I snagged these gorgeous peppers from Scott Arbor Farm, a family farm located in Seguin, about 50 miles south of Austin. I always make a beeline to their stand at the downtown Austin Farmer's Market. According to their website, they have been farming organically at the same location for 32 years. They were organic when organic wasn't even cool!
I usually buy several different kinds of peppers, some tomatoes if they're available (I try not to elbow old ladies out of the way), okra, and the delectable summer spinach. I admit that a big part of the reason I buy the peppers is because they are so damn attractive, although they taste excellent as well. Chocolate peppers, red, yellow, and green bell peppers, poblanos, serranos -- you name it.

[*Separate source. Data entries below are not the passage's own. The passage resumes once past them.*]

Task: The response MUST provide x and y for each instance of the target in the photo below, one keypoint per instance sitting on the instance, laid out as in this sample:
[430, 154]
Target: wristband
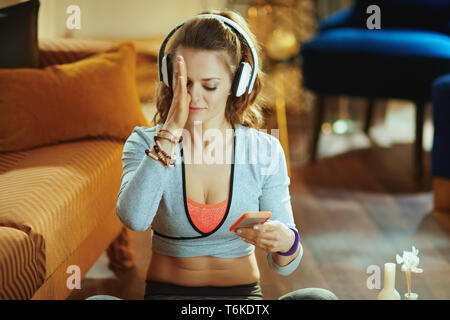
[294, 246]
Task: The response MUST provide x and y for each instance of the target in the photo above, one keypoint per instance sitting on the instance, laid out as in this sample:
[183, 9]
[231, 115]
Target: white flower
[410, 261]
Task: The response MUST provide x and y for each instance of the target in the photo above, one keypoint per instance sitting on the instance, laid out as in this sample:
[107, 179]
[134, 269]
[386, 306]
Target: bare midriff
[204, 270]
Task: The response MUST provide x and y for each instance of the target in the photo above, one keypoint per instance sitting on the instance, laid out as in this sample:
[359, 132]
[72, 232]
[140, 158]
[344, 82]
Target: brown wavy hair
[213, 34]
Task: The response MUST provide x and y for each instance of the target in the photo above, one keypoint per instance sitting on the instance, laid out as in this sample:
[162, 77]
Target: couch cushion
[58, 194]
[18, 35]
[20, 266]
[61, 50]
[93, 97]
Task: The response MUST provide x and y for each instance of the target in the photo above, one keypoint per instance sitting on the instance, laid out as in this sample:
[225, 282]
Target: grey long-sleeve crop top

This week, I decided to start storing food for the post-harvest season. I roasted most of the red bell peppers on the grill to freeze for later. I have a roasted pepper goat cheese lasagna that I like to make, and I want to have the ingredients available easily. A big part of Ethicurean eating is planning ahead, so I'm making marinara sauces from scratch, cutting up or roasting peppers, onions and tomatoes -- and storing them in the freezer. I'm cooking whole chickens and freezing the meat for sandwiches, pot pies, casseroles. I have pesto out the wazoo -- homemade and frozen in ice cube trays, then dumped into a handy little ziplock bag.
I realize now that I have to process my own food, or someone else will do it for me. And they're going to put a whole bunch of crap in it.
I can't wait to start planning for this next harvest season. My friend Tonya says you can pick your own blueberries in Austin, and it's like four bucks for a big bucket of them. I found a site that lets Texans (and other states, just click on yours) know where they can pick their own berries, peaches, figs, etc. Of course, we Texans have to wait until around April, provided we get enough rain to kick this drought's ass. Which we will. Or I will write a very strongly-worded letter to whoever is in charge.